DESCRIPTION (provided by applicant): New drugs for malaria are greatly needed. This program is directed toward the development of new boron-containing small molecules as antimalarial drugs. Our preliminary results suggest that novel boron-containing small molecules (oxaboroles) have potent antimalarial activity and, importantly, are likely to meet standard pharmacokinetic and safety criteria for new drugs and also the unique requirements for antimalarials. We hypothesize that a systematic drug discovery program will identify optimized oxaboroles that are relatively simple to produce and meet established criteria for new antimalarial agents. Further, we will use a systematic approach to identify a specific antimalarial mechanism of action for oxaboroles. Appreciation of the mechanism of action will aid in drug optimization and in the understanding of drug resistance. Specifically, we will test the hypothesis that antimalarial oxaboroles inhibit a plasmodial leucyl tRNA synthetase (LeuRS). This hypothesis is based on specific activity of other oxaboroles against fungal or bacterial LeuRS. In addition, we will assess mechanisms of resistance. Our program will entail continued collaboration between Anacor, the world leader in boron chemistry and a malaria research group at the University of California, San Francisco with nearly two decades experience in antimalarial drug discovery. Specific aims of our program will be 1) hit-to-lead discovery of oxaborole antimalarials, 2) lead optimization of oxaborole antimalarials, and 3) characterization of the mechanisms of action and resistance for lead oxaboroles. We anticipate that, within the time-frame of this project, we will identify a candidate oxaborole antimalarial for development and that we will gain important insights into the antimalarial mechanisms of action of these compounds. PUBLIC HEALTH RELEVANCE: New drugs to treat malaria are greatly needed. This project is directed toward the development of new boron-containing antimalarial drugs and entails collaboration between Anacor, a company with extensive experience with boron-containing drugs, and an experienced malaria research group at the University of California, San Francisco. Key aims of the project will be to identify and optimize active antimalarial compounds and to characterize the mechanisms by which these compounds inhibit malaria parasites.

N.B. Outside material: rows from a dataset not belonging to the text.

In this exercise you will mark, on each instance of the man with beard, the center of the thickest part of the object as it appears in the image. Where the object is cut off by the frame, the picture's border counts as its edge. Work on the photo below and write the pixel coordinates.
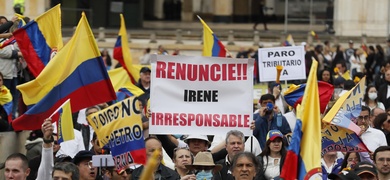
(382, 161)
(269, 118)
(235, 143)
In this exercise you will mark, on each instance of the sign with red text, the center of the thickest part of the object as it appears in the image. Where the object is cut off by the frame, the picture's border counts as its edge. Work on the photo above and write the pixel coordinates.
(292, 58)
(200, 95)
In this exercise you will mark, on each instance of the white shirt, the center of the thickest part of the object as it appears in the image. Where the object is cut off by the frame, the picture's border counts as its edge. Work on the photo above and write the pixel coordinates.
(273, 169)
(379, 105)
(72, 147)
(373, 138)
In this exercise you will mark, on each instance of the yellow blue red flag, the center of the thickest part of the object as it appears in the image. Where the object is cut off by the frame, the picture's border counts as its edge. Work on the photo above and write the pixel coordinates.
(122, 53)
(212, 46)
(77, 73)
(303, 160)
(65, 123)
(122, 132)
(40, 39)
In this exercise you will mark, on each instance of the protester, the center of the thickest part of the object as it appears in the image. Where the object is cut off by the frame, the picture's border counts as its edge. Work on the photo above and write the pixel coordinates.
(366, 170)
(244, 166)
(382, 161)
(181, 158)
(235, 143)
(163, 172)
(16, 167)
(272, 158)
(372, 138)
(269, 118)
(350, 160)
(204, 166)
(370, 98)
(330, 163)
(65, 170)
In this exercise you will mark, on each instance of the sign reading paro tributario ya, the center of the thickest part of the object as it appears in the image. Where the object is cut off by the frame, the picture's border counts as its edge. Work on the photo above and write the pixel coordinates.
(292, 59)
(200, 95)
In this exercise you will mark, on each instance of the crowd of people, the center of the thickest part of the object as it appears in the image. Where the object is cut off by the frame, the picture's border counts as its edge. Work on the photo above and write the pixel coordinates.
(198, 156)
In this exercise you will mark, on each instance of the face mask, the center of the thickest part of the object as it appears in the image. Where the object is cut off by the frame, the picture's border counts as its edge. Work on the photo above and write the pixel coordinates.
(204, 175)
(372, 96)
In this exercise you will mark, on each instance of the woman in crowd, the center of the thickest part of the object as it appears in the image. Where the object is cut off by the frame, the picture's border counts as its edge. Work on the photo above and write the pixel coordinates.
(370, 98)
(350, 160)
(379, 58)
(326, 76)
(382, 122)
(272, 158)
(181, 158)
(244, 166)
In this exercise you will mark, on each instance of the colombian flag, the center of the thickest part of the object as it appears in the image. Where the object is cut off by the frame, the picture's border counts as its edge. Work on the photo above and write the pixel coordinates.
(65, 122)
(303, 160)
(122, 53)
(212, 46)
(77, 72)
(6, 101)
(294, 94)
(40, 39)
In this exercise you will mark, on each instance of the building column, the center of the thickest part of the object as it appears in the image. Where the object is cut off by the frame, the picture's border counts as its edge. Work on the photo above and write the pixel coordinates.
(241, 11)
(366, 17)
(223, 11)
(187, 11)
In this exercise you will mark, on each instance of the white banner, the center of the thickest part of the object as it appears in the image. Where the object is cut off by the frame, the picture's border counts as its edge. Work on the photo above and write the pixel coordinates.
(292, 59)
(201, 95)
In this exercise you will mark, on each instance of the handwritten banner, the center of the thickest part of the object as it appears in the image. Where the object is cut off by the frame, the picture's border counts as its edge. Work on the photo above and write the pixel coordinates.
(119, 127)
(336, 138)
(209, 95)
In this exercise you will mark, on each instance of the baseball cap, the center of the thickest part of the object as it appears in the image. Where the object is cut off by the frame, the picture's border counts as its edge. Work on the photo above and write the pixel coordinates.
(82, 155)
(344, 175)
(273, 134)
(145, 69)
(365, 167)
(201, 137)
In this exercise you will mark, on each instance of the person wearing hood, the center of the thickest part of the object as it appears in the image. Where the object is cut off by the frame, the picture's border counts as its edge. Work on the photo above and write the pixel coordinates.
(34, 144)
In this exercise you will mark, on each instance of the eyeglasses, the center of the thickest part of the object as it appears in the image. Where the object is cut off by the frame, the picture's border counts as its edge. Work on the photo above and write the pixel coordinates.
(199, 169)
(89, 164)
(383, 160)
(178, 148)
(363, 117)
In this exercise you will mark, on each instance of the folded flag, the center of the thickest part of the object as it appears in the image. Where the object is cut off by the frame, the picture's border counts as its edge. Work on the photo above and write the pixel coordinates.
(77, 73)
(40, 39)
(212, 46)
(303, 159)
(294, 94)
(65, 123)
(6, 101)
(122, 53)
(347, 108)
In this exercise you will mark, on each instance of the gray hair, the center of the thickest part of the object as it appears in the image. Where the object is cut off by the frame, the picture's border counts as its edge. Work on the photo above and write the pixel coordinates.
(235, 133)
(67, 167)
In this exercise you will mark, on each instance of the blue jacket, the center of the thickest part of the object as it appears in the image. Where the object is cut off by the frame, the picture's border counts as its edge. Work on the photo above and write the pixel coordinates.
(261, 129)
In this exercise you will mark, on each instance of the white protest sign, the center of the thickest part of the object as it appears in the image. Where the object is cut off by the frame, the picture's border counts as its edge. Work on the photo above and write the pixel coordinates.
(292, 59)
(200, 95)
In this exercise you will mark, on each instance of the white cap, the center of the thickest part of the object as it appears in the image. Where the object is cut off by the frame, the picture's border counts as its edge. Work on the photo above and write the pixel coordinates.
(201, 137)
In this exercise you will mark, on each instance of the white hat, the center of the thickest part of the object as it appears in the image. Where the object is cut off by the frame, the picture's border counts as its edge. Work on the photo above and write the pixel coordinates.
(201, 137)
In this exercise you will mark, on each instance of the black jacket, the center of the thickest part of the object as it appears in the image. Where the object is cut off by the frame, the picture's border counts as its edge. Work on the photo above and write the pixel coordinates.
(166, 173)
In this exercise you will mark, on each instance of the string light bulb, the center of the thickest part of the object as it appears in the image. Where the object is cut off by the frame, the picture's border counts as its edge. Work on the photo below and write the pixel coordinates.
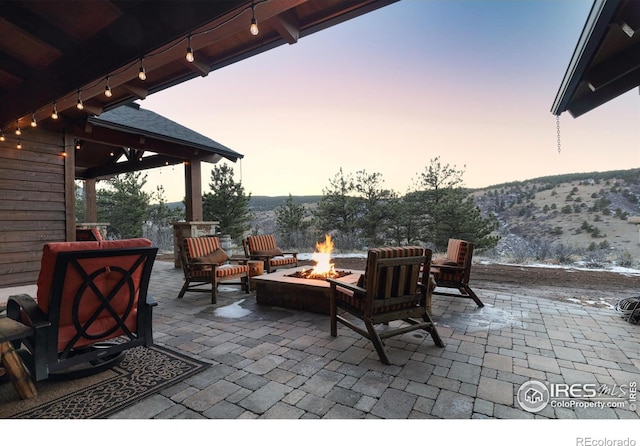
(142, 73)
(107, 89)
(79, 104)
(190, 57)
(254, 23)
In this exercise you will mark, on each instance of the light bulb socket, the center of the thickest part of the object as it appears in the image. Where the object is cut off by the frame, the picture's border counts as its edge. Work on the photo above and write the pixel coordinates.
(142, 73)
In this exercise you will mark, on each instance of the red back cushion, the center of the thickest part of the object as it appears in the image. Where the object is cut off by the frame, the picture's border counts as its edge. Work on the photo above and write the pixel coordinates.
(51, 250)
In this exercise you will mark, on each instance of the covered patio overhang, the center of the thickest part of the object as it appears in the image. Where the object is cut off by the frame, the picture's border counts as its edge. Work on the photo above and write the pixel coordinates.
(129, 138)
(606, 61)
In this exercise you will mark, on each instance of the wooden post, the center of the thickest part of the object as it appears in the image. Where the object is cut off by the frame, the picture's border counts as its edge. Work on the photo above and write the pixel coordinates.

描述(申请人提供)：非常需要治疗疟疾的新药。该计划旨在开发新的含硼小分子作为抗疟疾药物。我们的初步结果表明，新的含硼小分子(恶唑醇)具有强大的抗疟疾活性，重要的是，很可能满足新药的标准药代动力学和安全性标准，以及对抗疟疾药物的独特要求。我们假设，系统的药物发现计划将确定相对容易生产并满足新抗疟疾药物的既定标准的优化的恶硼内酯。此外，我们将使用系统的方法来确定特定的抗疟疾药物 恶臭杂环化合物的作用机理。对作用机制的认识将有助于药物的优化和对耐药性的理解。具体地说，我们将检验这个假设 抗疟药氧硼化合物抑制疟原虫亮氨酰tRNA合成酶(LEUR)。这一假说是基于其他恶臭类化合物对真菌或细菌的特定活性。此外，我们还将评估抵抗机制。我们的计划将需要Anacor和加州大学旧金山分校的一个疟疾研究小组继续合作，Anacor是硼化学领域的世界领先者，在抗疟疾药物开发方面拥有近20年的经验。我们计划的具体目标将是1)点击-领先发现奥博洛尔抗疟疾药物，2)领先优化奥博罗尔抗疟疾药物，以及3)表征奥博罗尔的作用机制和耐药性。我们预计，在该项目的时间框架内，我们将确定用于开发抗疟疾的恶唑醇候选药物，我们将对这些化合物的抗疟疾作用机制获得重要的见解。 与公共卫生相关：迫切需要治疗疟疾的新药。该项目旨在开发新的含硼抗疟疾药物，涉及Anacor公司和加州大学旧金山分校一个经验丰富的疟疾研究小组的合作。Anacor公司在含硼药物方面拥有丰富的经验。该项目的主要目标将是确定和优化有效的抗疟疾化合物，并确定这些化合物抑制疟疾寄生虫的机制。